What Is a Seroma?
Sometimes you have surgery to remove tissue such as a lump in your breast or belly fat. While you heal, you could get a seroma. That’s a lump of clear bodily fluid that forms under your skin in the empty space where the tissue used to be.
Even though a seroma may feel strange, it’s not a medical emergency. But you can talk to your health care provider if it bothers you. A doctor or nurse can drain the fluid to help you feel better. Make sure to tell your health care team if the bulge hurts, makes you feel sick, or gets bigger. Although it doesn’t happen very often, seromas can lead to an infection.
What Causes a Seroma?
The exact cause is unknown. But surgeons cut the vessels that carry blood and lymph fluid throughout your body when they remove tissue. When that fluid collects in your body, seromas can form in the open area left behind.
You may get a seroma after these surgeries:
How To Tell If You Have a Seroma
You may notice a lump a week or so after your procedure. If you have drainage tubes from the surgery, you could get a seroma after your doctor removes them. It may feel like you have a liquid-filled cyst under your surgery site.
You may also:
- Hear liquid move around
- Have clear fluid leak out of your wound
What Are the Risk Factors for Developing a Seroma After Surgery?
Experts don’t know exactly why seromas form in some people and not in others. But factors that may increase your chances of getting one include:
Some research suggests you have a higher chance of seromas if you:
- Have high blood pressure
- Are older than 45
- Have a lot of heavy skin removed
If you are a male who gets surgery for breast cancer, a small study shows you may have a higher chance of getting a seroma than a woman does.
Is a Seroma Dangerous? What Are the Complications?
A seroma may not cause you any major health concerns. But it could extend your healing time. If you’re healing from breast cancer surgery, this could delay the next step in your treatment.
A seroma can become a problem if it:
Seromas may increase your chances of lymphedema. This is a more serious condition where lymph tissue causes parts of your body to swell.
When to Talk to a Doctor
See your doctor right away if the area around your seroma is red, warm, or tender. This could be a sign of infection. You should also talk to your doctor if you have:
- An increase in fluid
- Pressure on the surgery site
- Areas that get more swollen (a sign of lymphedema)
- Fever of 100.4 or higher (a sign of infection)

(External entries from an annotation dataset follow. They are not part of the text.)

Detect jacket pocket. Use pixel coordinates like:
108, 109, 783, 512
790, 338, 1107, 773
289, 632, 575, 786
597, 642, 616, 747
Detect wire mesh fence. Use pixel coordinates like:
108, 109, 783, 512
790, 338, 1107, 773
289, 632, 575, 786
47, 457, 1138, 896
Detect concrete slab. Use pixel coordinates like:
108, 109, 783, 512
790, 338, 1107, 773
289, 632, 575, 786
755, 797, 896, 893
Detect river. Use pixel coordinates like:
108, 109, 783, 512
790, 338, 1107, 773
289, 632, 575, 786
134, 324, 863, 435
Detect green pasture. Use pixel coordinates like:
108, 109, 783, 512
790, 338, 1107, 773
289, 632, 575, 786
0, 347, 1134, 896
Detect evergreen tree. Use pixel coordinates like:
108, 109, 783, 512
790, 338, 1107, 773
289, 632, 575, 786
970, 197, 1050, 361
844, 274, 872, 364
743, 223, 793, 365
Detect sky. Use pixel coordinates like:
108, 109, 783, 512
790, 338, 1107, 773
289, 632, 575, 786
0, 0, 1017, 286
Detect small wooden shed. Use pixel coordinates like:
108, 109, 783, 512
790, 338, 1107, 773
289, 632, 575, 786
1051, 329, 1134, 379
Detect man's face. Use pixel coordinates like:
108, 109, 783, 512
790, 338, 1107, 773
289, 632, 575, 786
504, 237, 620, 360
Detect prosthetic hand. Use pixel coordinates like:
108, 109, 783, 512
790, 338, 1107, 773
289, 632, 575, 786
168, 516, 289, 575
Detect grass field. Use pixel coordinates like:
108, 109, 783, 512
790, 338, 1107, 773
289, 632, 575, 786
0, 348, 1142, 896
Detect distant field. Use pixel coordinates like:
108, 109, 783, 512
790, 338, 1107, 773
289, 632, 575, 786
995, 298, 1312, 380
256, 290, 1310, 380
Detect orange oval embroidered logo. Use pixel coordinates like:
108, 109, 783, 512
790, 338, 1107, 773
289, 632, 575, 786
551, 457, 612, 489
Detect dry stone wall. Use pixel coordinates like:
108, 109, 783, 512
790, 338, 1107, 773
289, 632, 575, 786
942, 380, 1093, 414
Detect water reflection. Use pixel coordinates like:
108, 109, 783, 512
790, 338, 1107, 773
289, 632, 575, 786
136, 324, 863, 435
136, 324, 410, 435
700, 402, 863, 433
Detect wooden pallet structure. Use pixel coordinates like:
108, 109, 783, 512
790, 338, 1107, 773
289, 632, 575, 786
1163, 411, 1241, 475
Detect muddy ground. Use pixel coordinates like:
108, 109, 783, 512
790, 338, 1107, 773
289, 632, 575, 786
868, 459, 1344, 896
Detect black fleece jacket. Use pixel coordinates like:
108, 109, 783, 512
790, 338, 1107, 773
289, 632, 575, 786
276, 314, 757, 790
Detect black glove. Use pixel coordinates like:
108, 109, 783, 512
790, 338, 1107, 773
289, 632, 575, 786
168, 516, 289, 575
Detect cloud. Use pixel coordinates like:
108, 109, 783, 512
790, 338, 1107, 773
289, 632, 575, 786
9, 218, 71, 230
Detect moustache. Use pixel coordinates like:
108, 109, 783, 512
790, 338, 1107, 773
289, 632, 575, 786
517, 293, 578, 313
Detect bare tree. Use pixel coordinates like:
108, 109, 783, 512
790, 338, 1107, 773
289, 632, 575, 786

- Fluid that has blood in it (a sign of hematoma)
See your health care provider if you can’t figure out what is causing your swelling.
How Do You Treat a Seroma?
You may not need to do anything other than wait. Your body can absorb fluid from a small seroma. But it may take about a month to go away. Sometimes it can take up to a year. But you don’t need to wait that long, especially if it’s big or sore.
To help get rid of your seroma, a doctor or nurse may:
- Drain the fluid with a needle and syringe
- Drain it more than once
- Put pressure on the swollen area
- Give you a shot to collapse and seal the empty space (sclerotherapy)
If these treatments don’t work, your doctor may need to remove the seroma with another surgery.
Can You Prevent a Seroma?
There isn’t a surefire way to stop a seroma from forming. But your surgeon may try different methods to lower your chances of getting one. These include:
- Drainage tubes: Your doctor may put small tubes under your skin during surgery. If you have a mastectomy, the drains may go in your breast or armpit area. These tubes help remove extra fluid while you heal. You may have them only while you’re in the hospital. But you could need them for a couple more weeks. A health care provider will tell you how to empty them. A provider will also let you know when it’s safe to take them out.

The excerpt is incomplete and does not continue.